The BLS no longer considers as “unemployed” those workers without jobs who have not looked for work in the past year because they feel no jobs are available.
Williams has demonstrated that it takes an expert to truly decipher BLS unemployment statistics. For instance, in Table A-15 (http://data.bls.gov/cgi-bin/print.pl/news.release/empsit.t15.htm), titled “Alternative measures of labor underutilization,” the BLS reports what is known as “U6 unemployment.” U6 unemployment includes those marginally attached to the labor force and the “under-employed,” those who have accepted part-time jobs when they are really looking for full-time employment.
While the BLS was reporting seasonally adjusted unemployment in January 2012 at only 8.3 percent, it was also reporting U6 seasonally adjusted unemployment in January 2012 was 15.1 percent.
The only measure BLS reports to the public as the official monthly unemployment rate is the seasonally adjusted U3 number.
Williams wrote that the “headline numbers” BLS reported for January 2012 were statistically manipulated and “simply not believable.”
He calculates his “Official SGS Alternative Unemployment Rate” by adding back into to the BLS U6 numbers those long-term discouraged workers who have not looked for work in the past year.
Interestingly, Williams’ “Official SGS Alternative Unemployment Rate” shows unemployment in January 2012 was 22.5 percent, a 0.1 percent increase over December 2011, whereas the BLS figures were designed to report a .8-point decline, from a seasonally adjusted U3 rate of 9.1 percent in January 2011 to a seasonally adjusted 8.3 percent rate in January 2012.
http://www.wnd.com/2012/02/real-unemployment-rate-22-5/
woodman
17th February 2012, 06:27 AM
Reporting from Michigan, things are very bad here.

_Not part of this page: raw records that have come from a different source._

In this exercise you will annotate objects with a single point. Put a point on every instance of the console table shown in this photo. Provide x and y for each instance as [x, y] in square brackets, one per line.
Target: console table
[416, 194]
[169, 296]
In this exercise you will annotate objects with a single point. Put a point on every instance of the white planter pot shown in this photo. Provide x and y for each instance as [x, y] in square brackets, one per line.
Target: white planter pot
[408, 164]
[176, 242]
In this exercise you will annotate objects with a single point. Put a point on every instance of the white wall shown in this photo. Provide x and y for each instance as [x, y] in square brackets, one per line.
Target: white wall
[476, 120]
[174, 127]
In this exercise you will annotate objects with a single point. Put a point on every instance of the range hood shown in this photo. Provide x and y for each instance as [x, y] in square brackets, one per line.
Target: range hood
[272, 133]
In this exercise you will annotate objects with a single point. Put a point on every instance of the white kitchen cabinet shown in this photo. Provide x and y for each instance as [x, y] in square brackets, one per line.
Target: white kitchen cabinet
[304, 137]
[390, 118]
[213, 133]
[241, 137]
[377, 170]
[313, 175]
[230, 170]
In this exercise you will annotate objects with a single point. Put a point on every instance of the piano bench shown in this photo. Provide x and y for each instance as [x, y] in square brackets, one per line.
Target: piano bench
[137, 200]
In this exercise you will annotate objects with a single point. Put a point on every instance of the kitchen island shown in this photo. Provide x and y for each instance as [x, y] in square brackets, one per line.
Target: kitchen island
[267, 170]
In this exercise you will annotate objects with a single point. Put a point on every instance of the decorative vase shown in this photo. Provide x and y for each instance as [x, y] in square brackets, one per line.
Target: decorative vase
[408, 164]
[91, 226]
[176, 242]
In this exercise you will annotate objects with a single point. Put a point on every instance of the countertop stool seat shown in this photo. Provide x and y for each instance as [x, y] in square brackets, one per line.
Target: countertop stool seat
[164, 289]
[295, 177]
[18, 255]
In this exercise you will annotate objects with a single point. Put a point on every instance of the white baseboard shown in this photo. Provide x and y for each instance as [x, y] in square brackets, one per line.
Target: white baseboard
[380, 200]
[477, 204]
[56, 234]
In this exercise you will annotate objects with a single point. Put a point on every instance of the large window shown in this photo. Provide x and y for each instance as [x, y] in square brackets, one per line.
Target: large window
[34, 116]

No jobs. Lots of unemployed and underemployed. People working for slave wages if working at all. Doesn't matter how much money they print if only the bankers hold it. There is no recovery. All lies. How can there be a recovery untill people either die off or our industry returns? I don't know much about the Dow Jones but what the hell is it based on any more? It can't be on industrial companies because if it was it would be crashed down to 3000. Maybe pharmacueticals and Haliburton type companies.
dys
17th February 2012, 06:49 AM
The Dow Jones is probably 90% government owned, so it bears almost no relation to reality. Jobs are getting very hard to come by here, and wages are so depressed it's scary. I've been looking for a new job and I can't believe how bad things are. Just to find a job that pays enough to meet minimum expenses is nearly impossible. I've had a couple of interviews, and they are like prosecuter's briefs. I had one interview recently, the guy asked me about my work history and I started to tell him- he cut me off after about 10 seconds and said he wasn't interested. I couldn't believe it, at first I actually thought he was joking. It is very tough out there right now.
dys
jimswift
17th February 2012, 07:43 AM
wages are so depressed it's scary
This.
When you start plugging in numbers on an inflation calculator it really starts to show the criminality of it all.
Horn
17th February 2012, 07:59 AM
And the other 85% are directly or indirectly related guvermental employees.